Nun, in einem der heikelsten Momente der Fünften Republik, hat ihn Präsident Emmanuel Macron zum Premierminister gemacht, weil er vielleicht genau das passende Profil dafür hat.

François Bayrou ist das personifizierte Zentrum der französischen Politik. „L’éternel centriste“, so wird er auch genannt, der ewige Zentrist. Mal steht er knapp rechts von der Mitte, mal knapp links. Er tanzt auf der Mittellinie, man könnte auch sagen: Er schwankt. Da nun Parteien miteinander auskommen müssen, die sonst gar nicht miteinander können, ist ein Vermittler zwischen der Rechten und der Linken fast unabdingbar, ein Brückenbauer. Einer mit langjähriger Erfahrung im Parlament auch, jetzt, da die innenpolitische Musik nicht mehr im Palais de l’Élysée spielt, dem Palast des Präsidenten, sondern im Palais Bourbon, dem Sitz der Nationalversammlung. Diese war noch nie so chaotisch seit 1958 wie gerade jetzt.

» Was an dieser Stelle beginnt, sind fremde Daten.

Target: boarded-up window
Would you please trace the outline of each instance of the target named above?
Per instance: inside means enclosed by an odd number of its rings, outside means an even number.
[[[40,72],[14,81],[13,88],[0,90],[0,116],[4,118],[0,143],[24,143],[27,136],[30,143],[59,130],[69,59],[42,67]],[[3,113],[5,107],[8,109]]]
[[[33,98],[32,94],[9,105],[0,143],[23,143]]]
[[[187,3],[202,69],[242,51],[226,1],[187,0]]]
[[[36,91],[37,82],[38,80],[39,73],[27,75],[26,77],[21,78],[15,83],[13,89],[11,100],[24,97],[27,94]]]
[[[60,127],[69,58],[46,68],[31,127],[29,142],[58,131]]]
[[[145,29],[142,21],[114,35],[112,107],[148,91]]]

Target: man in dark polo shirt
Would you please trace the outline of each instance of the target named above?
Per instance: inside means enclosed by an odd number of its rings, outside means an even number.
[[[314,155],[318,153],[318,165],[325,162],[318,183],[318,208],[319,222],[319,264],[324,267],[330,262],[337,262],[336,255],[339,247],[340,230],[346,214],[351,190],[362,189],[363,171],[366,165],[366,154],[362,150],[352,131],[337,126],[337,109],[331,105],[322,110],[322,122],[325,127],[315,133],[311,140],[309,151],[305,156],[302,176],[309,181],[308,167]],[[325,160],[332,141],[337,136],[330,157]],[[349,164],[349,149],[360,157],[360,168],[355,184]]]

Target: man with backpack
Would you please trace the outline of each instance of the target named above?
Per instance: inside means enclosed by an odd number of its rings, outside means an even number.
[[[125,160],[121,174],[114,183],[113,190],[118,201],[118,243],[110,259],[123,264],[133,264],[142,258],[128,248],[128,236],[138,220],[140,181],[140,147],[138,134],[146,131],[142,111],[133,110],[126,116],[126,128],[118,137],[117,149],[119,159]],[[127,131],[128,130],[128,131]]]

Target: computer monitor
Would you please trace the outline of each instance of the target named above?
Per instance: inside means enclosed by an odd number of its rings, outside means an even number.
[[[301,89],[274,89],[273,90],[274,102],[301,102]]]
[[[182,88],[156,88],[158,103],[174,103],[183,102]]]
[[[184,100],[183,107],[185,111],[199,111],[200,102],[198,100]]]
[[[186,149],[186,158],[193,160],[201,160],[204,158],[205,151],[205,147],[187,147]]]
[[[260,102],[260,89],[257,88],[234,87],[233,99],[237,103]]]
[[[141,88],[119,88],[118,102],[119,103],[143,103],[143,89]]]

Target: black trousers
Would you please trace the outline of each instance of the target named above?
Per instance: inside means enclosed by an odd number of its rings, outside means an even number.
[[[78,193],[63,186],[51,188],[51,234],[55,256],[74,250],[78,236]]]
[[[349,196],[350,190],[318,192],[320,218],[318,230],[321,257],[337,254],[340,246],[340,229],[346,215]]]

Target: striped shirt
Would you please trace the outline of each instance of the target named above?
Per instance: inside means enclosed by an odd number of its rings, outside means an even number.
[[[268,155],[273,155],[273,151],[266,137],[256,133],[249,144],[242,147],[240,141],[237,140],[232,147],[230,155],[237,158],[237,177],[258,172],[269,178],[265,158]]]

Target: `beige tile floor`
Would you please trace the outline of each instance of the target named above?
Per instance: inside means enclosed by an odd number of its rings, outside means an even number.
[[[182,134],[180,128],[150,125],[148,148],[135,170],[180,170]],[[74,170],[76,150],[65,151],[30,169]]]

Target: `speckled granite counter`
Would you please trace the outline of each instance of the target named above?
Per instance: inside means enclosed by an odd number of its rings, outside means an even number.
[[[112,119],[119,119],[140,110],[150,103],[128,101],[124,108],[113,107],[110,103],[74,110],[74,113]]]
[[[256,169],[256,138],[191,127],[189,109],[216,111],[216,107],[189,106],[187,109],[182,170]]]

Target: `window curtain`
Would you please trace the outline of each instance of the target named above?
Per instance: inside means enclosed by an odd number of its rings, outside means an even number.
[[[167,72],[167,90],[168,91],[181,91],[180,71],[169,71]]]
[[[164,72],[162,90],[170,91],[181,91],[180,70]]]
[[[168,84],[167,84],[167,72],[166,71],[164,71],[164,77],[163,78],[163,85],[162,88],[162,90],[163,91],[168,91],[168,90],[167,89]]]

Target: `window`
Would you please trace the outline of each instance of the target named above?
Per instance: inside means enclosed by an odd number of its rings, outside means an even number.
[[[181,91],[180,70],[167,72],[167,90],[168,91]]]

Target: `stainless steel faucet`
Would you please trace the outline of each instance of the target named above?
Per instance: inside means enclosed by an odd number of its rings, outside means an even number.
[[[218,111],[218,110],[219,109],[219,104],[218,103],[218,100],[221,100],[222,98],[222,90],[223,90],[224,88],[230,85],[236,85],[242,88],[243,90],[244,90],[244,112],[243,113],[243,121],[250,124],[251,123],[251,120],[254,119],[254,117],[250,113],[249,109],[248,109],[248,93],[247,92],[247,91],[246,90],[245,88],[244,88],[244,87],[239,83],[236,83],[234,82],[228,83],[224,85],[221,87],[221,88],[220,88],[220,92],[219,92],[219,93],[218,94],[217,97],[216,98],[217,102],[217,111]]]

Sein größter Trumpf ist die ländliche Herkunft

Das alles ist Bayrou. Aber ob das ausreicht, um die Blockade im Parlament aufzulösen und sich länger im Amt zu halten als sein Vorgänger Michel Barnier? Der brachte es auf nur drei Monate. In den vergangenen Tagen, als er mal wieder als Favorit gehandelt wurde und sich alle fragten, ob es wohl wieder nichts werde mit dem immer bereiten Bayrou, sagte er zu seiner Entourage, die Planeten stünden auf einer Linie, die Ausgangslage sei also ideal. Er schaute auch mehrmals im Élysée vorbei, nie unbeachtet.

Bayrou ist schon der vierte Regierungschef in diesem Jahr. In Frankreich reden sie deshalb von „italienischen Verhältnissen“. Fairerweise muss man sagen, dass es in Italien selten mal mehr als zwei pro Jahr waren. Bayrou hofft, dass ihn die Sozialisten, die Grünen und die Kommunisten nicht stürzen, weil er eben kein Rechter ist. Er ist auch kein purer Macronist, obschon er an der Seite Macrons steht, seit der 2017 zum Sprung an die Staatsspitze ansetzte. Bayrou ist dem Präsidenten immer treu geblieben. Aber er hat eben auch seinen eigenen Kopf, einen ziemlich sturen.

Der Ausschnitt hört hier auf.